Background: The working alliance, or collaborative bond, between client and psychotherapist has been found to be related to outcome in psychotherapy.
Purpose: The purpose of this study was to investigate whether the working alliance is related to outcome in physical rehabilitation settings.
Data sources: A sensitive search of 6 databases identified a total of 1,600 titles.
Study selection: Prospective studies of patients undergoing physical rehabilitation were selected for this systematic review.
Data extraction: For each included study, descriptive data regarding participants, interventions, and measures of alliance and outcome-as well as correlation data for alliance and outcomes-were extracted.
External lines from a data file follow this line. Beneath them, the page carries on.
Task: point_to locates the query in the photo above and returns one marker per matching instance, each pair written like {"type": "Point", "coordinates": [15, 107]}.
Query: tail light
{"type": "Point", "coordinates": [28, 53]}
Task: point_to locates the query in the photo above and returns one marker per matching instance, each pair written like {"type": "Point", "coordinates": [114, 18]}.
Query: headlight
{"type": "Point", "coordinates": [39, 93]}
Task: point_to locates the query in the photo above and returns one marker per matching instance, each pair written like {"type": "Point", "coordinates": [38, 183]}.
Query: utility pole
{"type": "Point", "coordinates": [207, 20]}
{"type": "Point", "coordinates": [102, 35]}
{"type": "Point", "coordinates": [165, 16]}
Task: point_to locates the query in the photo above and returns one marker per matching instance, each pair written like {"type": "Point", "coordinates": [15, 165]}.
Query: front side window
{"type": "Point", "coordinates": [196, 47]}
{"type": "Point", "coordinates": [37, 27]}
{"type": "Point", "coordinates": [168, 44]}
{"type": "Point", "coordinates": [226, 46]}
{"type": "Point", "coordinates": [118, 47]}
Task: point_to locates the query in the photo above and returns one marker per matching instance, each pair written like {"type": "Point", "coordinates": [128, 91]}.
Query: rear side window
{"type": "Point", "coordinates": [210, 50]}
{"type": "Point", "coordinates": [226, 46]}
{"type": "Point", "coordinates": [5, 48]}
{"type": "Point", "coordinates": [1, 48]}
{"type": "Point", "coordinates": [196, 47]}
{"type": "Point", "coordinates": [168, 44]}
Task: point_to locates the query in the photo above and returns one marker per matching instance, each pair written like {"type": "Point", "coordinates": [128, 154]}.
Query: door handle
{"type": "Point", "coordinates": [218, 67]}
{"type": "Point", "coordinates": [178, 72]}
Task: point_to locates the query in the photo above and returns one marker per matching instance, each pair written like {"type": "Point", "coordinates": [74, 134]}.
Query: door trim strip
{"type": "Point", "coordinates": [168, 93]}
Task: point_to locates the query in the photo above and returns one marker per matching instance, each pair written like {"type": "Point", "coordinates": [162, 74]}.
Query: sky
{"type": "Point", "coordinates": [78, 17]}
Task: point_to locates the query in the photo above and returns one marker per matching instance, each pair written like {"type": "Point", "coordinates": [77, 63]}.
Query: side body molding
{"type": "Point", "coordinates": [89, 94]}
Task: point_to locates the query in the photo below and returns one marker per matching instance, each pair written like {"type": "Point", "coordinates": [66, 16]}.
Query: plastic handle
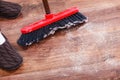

Data synthesis: Thirteen studies including patients with brain injury, musculoskeletal conditions, cardiac conditions, or multiple pathologies were retrieved. Various outcomes were measured, including pain, disability, quality of life, depression, adherence, and satisfaction with treatment. The alliance was most commonly measured with the Working Alliance Inventory, which was rated by both patient and therapist during the third or fourth treatment session. The results indicate that the alliance is positively associated with: (1) treatment adherence in patients with brain injury and patients with multiple pathologies seeking physical therapy, (2) depressive symptoms in patients with cardiac conditions and those with brain injury, (3) treatment satisfaction in patients with musculoskeletal conditions, and (4) physical function in geriatric patients and those with chronic low back pain.
Limitations: Among homogenous studies, there were insufficient reported data to allow pooling of results.
Conclusions: From this review, the alliance between therapist and patient appears to have a positive effect on treatment outcome in physical rehabilitation settings; however, more research is needed to determine the strength of this association.